A weaker dollar and stronger economic data out of China are getting credit for the early push higher, overcoming weaker U.S. fuel demand expectations in the daily headline battle for energy price action. The S&P 500 is pointing towards record territory this morning, after capping its best August performance in more than 30 years.
While stocks are rallying, the U.S. Dollar index is trading at its lowest level in more than two years, in large part of the FED’s aggressive policies to try and prop up the economy, which makes dollar-denominated goods like oil, gasoline and diesel fuel less expensive to foreign buyers. Although the correlation between the asset classes has been lower the past few years compared to the “QE era,” following the 2008 financial crisis, we definitely have periods where the dollar can still heavily influence commodity prices. One word of caution, as this Reuters article points out, hedge funds now have the most bearish bets on the dollar in a decade, and extreme speculative positions are often a contrary indicator. As the saying goes, when everyone is on the same side of the boat, that’s when it tips over.
Good news on the hurricane front for one day, there are now only three storm systems given a chance of development in the Atlantic basin this week. TD 15 is moving off the Carolina coast and will stay out to sea, with only a small chance of being named. A system moving through the Caribbean is given 80 percent odds of developing, but looks to be a threat to central America and not the U.S. The third system is given 40 percent odds of developing as it crosses the Atlantic, and the early indication is it too may stay out to sea. We’re just over one week away from the typical peak of hurricane season.
Today is the first day for October futures to take the pole position for RBOB and HO contract, which creates some skew in the continuation charts due to the RVP transition in RBOB and the contango in ULSD. Cash markets for both products are currently up more than a penny for both.
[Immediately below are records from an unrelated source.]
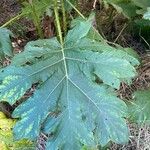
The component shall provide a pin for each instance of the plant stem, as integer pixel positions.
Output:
(12, 20)
(64, 17)
(36, 21)
(58, 22)
(75, 9)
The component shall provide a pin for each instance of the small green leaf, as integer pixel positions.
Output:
(5, 43)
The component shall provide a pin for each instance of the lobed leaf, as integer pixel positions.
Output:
(68, 104)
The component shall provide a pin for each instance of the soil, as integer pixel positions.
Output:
(140, 136)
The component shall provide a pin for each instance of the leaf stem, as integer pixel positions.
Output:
(75, 9)
(64, 17)
(58, 22)
(36, 20)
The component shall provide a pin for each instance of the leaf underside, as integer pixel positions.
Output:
(68, 104)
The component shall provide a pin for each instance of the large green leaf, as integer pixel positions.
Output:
(5, 43)
(68, 104)
(139, 109)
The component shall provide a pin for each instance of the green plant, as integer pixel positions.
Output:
(74, 103)
(6, 136)
(5, 43)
LA CARBOB basis continued to rally Monday following a pair of refinery hiccups reported in the region. Although that buying pressure pushed LA spot gasoline prices to their highest levels since March – even as prices across the rest of the country were selling off - as the chart below shows, those diffs pale in comparison to what we’ve seen in prior years as the soft demand continues to act as a buffer against higher prices.